O setor de propina da Andrade, destacam os investigadores, teria feito pagamentos após a empreiteira garantir participação nas obras do Complexo Petroquímico do Rio de Janeiro (Comperj), na Ferrovia Norte-Sul, em estádios da Copa do Mundo, além de obras no estado de São Paulo, como o Rodoanel e linhas do Metrô. Parte do esquema, detalhou um dos colaboradores, ocorria por meio de operadores, que recebiam repasses da construtora a partir de notas frias por serviços não prestados. Assim, parte significativa dos pagamentos ocorria em espécie.
O primeiro acordo de delação premiada foi firmado pela Andrade Gutierrez em maio do ano passado. O termo previa a devolução de R$ 1 bilhão aos cofres públicos em oito anos. Entretanto, não está claro que a convocação dos executivos para atualizarem as informações repassadas aos investigadores implicará em aumento desses valores. Enquanto restam essas dúvidas, a empresa registrou no ano passado o terceiro ano seguido de queda de receitas. O faturamento despencou de R$ 14 bilhões em 2014 para R$ 8 bilhões em 2016.
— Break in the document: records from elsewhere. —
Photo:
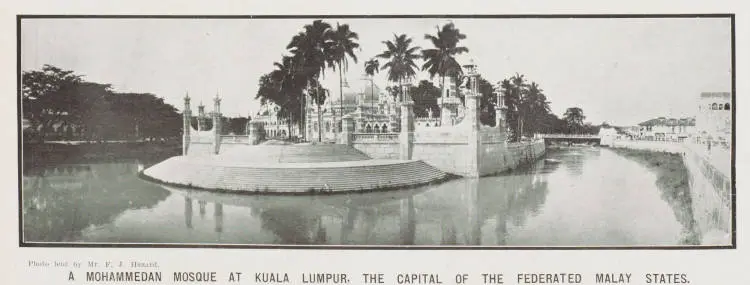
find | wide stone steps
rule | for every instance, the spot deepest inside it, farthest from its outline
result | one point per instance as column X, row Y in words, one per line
column 295, row 153
column 322, row 177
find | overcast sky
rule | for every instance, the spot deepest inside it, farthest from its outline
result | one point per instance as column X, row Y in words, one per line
column 622, row 71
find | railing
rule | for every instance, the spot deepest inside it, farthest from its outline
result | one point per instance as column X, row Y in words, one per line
column 566, row 136
column 234, row 139
column 376, row 137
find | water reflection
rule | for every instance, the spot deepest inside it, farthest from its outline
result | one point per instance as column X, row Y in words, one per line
column 60, row 201
column 454, row 213
column 579, row 201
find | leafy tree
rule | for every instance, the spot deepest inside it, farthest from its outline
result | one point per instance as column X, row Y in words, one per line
column 441, row 60
column 425, row 97
column 400, row 56
column 343, row 44
column 371, row 67
column 312, row 51
column 574, row 117
column 48, row 96
column 319, row 95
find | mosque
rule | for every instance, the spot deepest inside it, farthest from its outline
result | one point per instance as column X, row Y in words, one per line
column 373, row 109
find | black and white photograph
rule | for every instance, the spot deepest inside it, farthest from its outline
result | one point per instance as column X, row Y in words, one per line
column 362, row 131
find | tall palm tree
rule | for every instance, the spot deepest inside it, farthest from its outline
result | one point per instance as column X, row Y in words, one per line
column 319, row 95
column 574, row 118
column 536, row 105
column 441, row 60
column 371, row 67
column 519, row 92
column 343, row 44
column 400, row 58
column 311, row 49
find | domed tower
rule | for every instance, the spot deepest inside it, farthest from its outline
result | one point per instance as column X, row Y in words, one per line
column 449, row 102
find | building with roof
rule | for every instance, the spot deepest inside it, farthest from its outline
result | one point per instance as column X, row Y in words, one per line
column 714, row 120
column 667, row 129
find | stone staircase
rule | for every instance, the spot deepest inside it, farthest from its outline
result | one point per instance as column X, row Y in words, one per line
column 294, row 153
column 297, row 178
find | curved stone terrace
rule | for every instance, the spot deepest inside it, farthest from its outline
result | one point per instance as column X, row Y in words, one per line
column 292, row 169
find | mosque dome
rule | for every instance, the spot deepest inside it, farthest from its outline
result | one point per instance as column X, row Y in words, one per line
column 357, row 94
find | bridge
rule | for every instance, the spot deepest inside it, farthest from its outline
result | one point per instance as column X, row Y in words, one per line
column 571, row 138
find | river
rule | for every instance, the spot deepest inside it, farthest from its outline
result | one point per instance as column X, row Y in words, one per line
column 593, row 197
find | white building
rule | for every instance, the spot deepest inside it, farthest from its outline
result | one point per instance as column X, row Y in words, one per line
column 714, row 118
column 667, row 129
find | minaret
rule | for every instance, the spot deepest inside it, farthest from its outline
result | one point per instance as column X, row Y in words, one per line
column 186, row 118
column 201, row 116
column 500, row 111
column 216, row 116
column 448, row 102
column 472, row 120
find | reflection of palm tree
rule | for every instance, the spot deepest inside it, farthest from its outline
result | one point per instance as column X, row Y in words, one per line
column 88, row 199
column 348, row 225
column 408, row 221
column 188, row 212
column 218, row 218
column 291, row 225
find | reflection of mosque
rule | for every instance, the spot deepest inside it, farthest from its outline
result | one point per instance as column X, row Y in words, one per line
column 60, row 201
column 467, row 212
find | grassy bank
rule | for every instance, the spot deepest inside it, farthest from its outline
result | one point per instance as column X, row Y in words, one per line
column 35, row 154
column 673, row 181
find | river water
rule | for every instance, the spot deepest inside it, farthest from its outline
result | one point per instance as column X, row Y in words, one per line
column 593, row 197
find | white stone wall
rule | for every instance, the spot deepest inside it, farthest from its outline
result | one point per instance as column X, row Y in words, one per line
column 379, row 150
column 710, row 191
column 450, row 158
column 496, row 157
column 200, row 149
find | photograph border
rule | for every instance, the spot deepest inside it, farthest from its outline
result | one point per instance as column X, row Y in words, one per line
column 22, row 243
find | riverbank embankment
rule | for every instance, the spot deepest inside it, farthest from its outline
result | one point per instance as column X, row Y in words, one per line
column 35, row 154
column 672, row 178
column 708, row 178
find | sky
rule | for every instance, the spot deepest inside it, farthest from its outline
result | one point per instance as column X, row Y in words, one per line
column 622, row 71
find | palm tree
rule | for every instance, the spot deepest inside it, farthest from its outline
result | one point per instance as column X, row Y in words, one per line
column 311, row 49
column 319, row 95
column 574, row 117
column 400, row 58
column 371, row 67
column 343, row 44
column 536, row 105
column 441, row 60
column 519, row 91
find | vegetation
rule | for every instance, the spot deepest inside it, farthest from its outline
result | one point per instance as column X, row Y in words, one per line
column 400, row 55
column 672, row 178
column 60, row 105
column 441, row 60
column 320, row 46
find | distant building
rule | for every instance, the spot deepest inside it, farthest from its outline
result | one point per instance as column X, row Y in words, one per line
column 607, row 135
column 373, row 110
column 667, row 129
column 714, row 118
column 275, row 126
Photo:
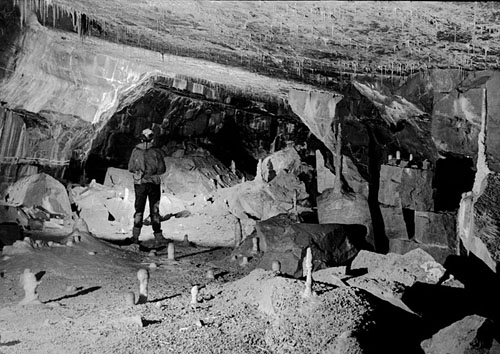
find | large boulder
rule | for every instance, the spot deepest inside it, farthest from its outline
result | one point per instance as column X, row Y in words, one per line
column 339, row 208
column 286, row 160
column 282, row 239
column 40, row 190
column 409, row 188
column 472, row 334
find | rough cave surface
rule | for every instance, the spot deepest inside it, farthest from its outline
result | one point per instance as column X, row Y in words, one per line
column 373, row 141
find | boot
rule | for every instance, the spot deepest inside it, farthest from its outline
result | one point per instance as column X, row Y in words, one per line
column 159, row 239
column 136, row 231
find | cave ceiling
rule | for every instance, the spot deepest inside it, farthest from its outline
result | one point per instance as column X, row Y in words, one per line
column 249, row 56
column 313, row 42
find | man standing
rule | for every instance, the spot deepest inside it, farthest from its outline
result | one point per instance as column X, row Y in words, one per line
column 147, row 165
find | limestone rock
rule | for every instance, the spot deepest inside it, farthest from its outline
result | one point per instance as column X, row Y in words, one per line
column 492, row 127
column 286, row 160
column 119, row 177
column 472, row 334
column 10, row 233
column 344, row 209
column 394, row 222
column 487, row 221
column 40, row 190
column 436, row 228
column 438, row 252
column 282, row 239
column 325, row 177
column 416, row 265
column 409, row 188
column 456, row 121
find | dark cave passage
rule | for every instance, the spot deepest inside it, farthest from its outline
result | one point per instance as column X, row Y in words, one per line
column 454, row 175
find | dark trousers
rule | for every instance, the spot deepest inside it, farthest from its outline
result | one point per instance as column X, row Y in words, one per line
column 152, row 192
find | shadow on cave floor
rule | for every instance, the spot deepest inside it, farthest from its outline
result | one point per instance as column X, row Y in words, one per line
column 440, row 306
column 79, row 293
column 392, row 330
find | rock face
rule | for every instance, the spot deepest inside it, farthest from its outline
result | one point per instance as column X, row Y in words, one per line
column 283, row 239
column 29, row 143
column 407, row 206
column 344, row 209
column 478, row 217
column 472, row 334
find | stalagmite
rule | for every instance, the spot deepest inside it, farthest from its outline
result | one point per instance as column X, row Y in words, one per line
column 276, row 266
column 258, row 173
column 29, row 283
column 237, row 232
column 130, row 298
column 255, row 245
column 244, row 262
column 186, row 242
column 143, row 276
column 308, row 269
column 171, row 251
column 194, row 295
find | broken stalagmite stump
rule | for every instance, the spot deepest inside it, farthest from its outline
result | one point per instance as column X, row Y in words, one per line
column 29, row 283
column 143, row 276
column 130, row 298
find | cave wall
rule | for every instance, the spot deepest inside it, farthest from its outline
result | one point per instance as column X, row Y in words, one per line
column 30, row 144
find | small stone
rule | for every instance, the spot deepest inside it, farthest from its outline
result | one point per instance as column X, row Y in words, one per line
column 70, row 288
column 276, row 266
column 210, row 274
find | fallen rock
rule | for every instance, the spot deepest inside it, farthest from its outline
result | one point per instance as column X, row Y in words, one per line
column 10, row 233
column 282, row 239
column 40, row 190
column 286, row 160
column 416, row 265
column 406, row 188
column 344, row 209
column 472, row 334
column 19, row 247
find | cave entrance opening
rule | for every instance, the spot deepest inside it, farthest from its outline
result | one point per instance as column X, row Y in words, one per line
column 454, row 175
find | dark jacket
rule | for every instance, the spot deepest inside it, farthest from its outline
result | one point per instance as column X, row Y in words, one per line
column 147, row 164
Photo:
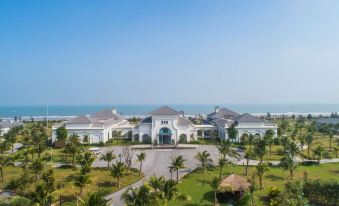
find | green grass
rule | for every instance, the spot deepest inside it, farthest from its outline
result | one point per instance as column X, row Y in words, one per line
column 197, row 186
column 100, row 179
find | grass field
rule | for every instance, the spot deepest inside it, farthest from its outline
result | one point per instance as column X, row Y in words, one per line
column 100, row 179
column 197, row 186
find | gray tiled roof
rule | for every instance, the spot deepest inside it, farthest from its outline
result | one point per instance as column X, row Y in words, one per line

Os herdeiros da companhia cogitaram a possibilidade de buscar um novo sócio com capacidade de fazer um aporte significativo para equilibrar as contas da companhia. O plano foi abortado e o atual presidente, Ricardo Sena, sucessor de Otávio Azevedo, tenta garantir contratos no exterior e não depender, no que for possível, de contratos com entes públicos.
Ligações
No caso da OAS, um primeiro acordo de delação premiada do ex-presidente da empresa José Adelmário Pinheiro Filho, conhecido como Léo Pinheiro, foi abortado em agosto do ano passado pela Procuradoria-Geral da República (PGR) após parte do conteúdo ter sido vazado. A empreiteira baiana, segundo relatos de investigadores, mantinha centralizado em Pinheiro o contato com políticos para distribuição de propina, diferentemente da Odebrecht, que teve 78 executivos envolvidos no caso. Agora a OAS deve envolver mais dirigentes nesse processo. Entre eles, a família Mata Pires, sócia majoritária e pouco citada, apesar de ter ligações profundas com o meio político. A esposa de Cesar Mata Pires, fundador da empresa, Tereza, é filha do ex-senador Antonio Carlos Magalhães. Em Salvador, berço da empresa, são comuns as piadas de que a sigla que dá nome à construtora significa ;Obrigado Amigo Sogro;.Apesar da ligação, as famílias romperam relações há anos e Cesar Mata Pires foi obrigado a vender a parte de uma TV na Bahia. Apontado como um homem de difícil relacionamento, Mata Pires agora precisa conseguir acordos de delação premiada e de leniência para tentar salvar a empreiteira, que está em recuperação judicial. Apesar de apontado por quem o conhece como um homem de personalidade difícil, ele precisará delatar autoridades públicas com as quais manteve relacionamento e que ajudaram a empresa a prosperar.
Antes da suspensão das negociações para um acordo de delação premiada, executivos da OAS apontaram o ex-presidente Luiz Inácio Lula da Silva (PT), integrantes da campanha da ex-presidente Dilma Rousseff (PT) e os senadores Aécio Neves (PSDB-MG) e José Serra (PSDB-SP) como beneficiários de recursos ilícitos. Pinheiro teria afirmado que o apartamento triplex no edifício Solaris, no Guarujá (SP), era destinado a Lula. A negociação em curso, comandada por procuradores em Brasília e em Curitiba (PR), envolve também a delação de magistrados e integrantes de tribunais de contas. Os procuradores querem ter acesso a toda a teia de relações dos executivos.